CYP3A4 activity is greater in females and is therefore unlikely to result in slower metabolism in women (Wolbold et al., 2003). However, it is well known that ADH/ALDH expression in the gastrointestinal (GI) tract is much lower in females vs. males, likely due to differences in androgens (Table 1). Low ADH activity would be expected to slow CYP3A4 zolpidem metabolism due to inefficient removal of the products of CYP3A4-mediated zolpidem metabolism, based on Le Chatelier’s principle. Sex hormone concentration differences are also responsible for variability in ADH expression in aging, which is consistent with the observed reduction in zolpidem clearance in older individuals (Greenblatt et al., 2014b). Similar sexual- and age-dimorphic Adh expression profiles have also been observed in the GI tracts and livers of rats (Estonius et al., 1993; Aasmoe and Aarbakke, 1999; Westerlund et al., 2007).

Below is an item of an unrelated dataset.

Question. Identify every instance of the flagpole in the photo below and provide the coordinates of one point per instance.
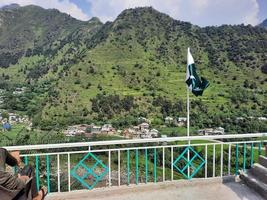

ADH expression is greatest in the liver while smaller amounts have been observed in the GI tract and the kidney (Estonius et al., 1993; Aasmoe and Aarbakke, 1999; Westerlund et al., 2007). The ALDH inhibitor, disulfiram, slows ADH metabolism by irreversibly inhibiting the elimination of aldehydes formed by ALDH (IC50 = 0.15 uM for ALDH1; IC50 = 1.45 uM for ALDH2) (Koppaka et al., 2012) and therefore shifts the alcohol-aldehyde equilibrium toward hydroxides (Brien et al., 1978; Cederbaum, 2012). Without ADH/ALDH to further metabolize hydroxyl metabolites, a buildup of these could be compensated by reduced production by CYPs, possibly due to mechanism-based inhibition (Polasek et al., 2010). However, a potential zolpidem/disulfiram interaction has not been studied. We therefore hypothesized that sexual dimorphism in the expression of ADH and ALDH in males and females is responsible for the observed sex differences in zolpidem exposure, and that disulfiram treatment would therefore have similar effects as castration via bypass of gastric ADH/ALDH metabolism. The preclinical pilot study described here details the PK analysis of zolpidem in Sprague–Dawley rats in order to provide a preliminary understanding of the observed clinical differences in zolpidem PK and pharmacodynamics (PD) between males and females.
Materials and Methods
Zolpidem free base (≥98% purity by HPLC) was purchased from Sigma–Aldrich (St. Louis, MO, USA) through the NIH Pharmacy. Zolpidem phenyl 4-carboxylic acid (ZPCA), ZCA, and [H2]6-zolpidem (D6-zolpidem) were purchased from Toronto Research Chemicals (Toronto, ON, Canada). Stock solutions were prepared in DMSO (Sigma–Aldrich) that was subsequently diluted in a 1% sucrose (aq) solution for oral gavage. Male and female Sprague–Dawley rats were obtained from Charles River Labs (Germantown, MD, USA). Disulfiram was purchased from Sigma–Aldrich (St. Louis, MO, USA) as European Pharmacopeia grade reference standard and was formulated for intraperitoneal injection in a 1% suspension of carboxy methylcellulose (CMC), purchased from Sigma–Aldrich (St. Louis, MO, USA), as previously described (Sharkawi, 1980).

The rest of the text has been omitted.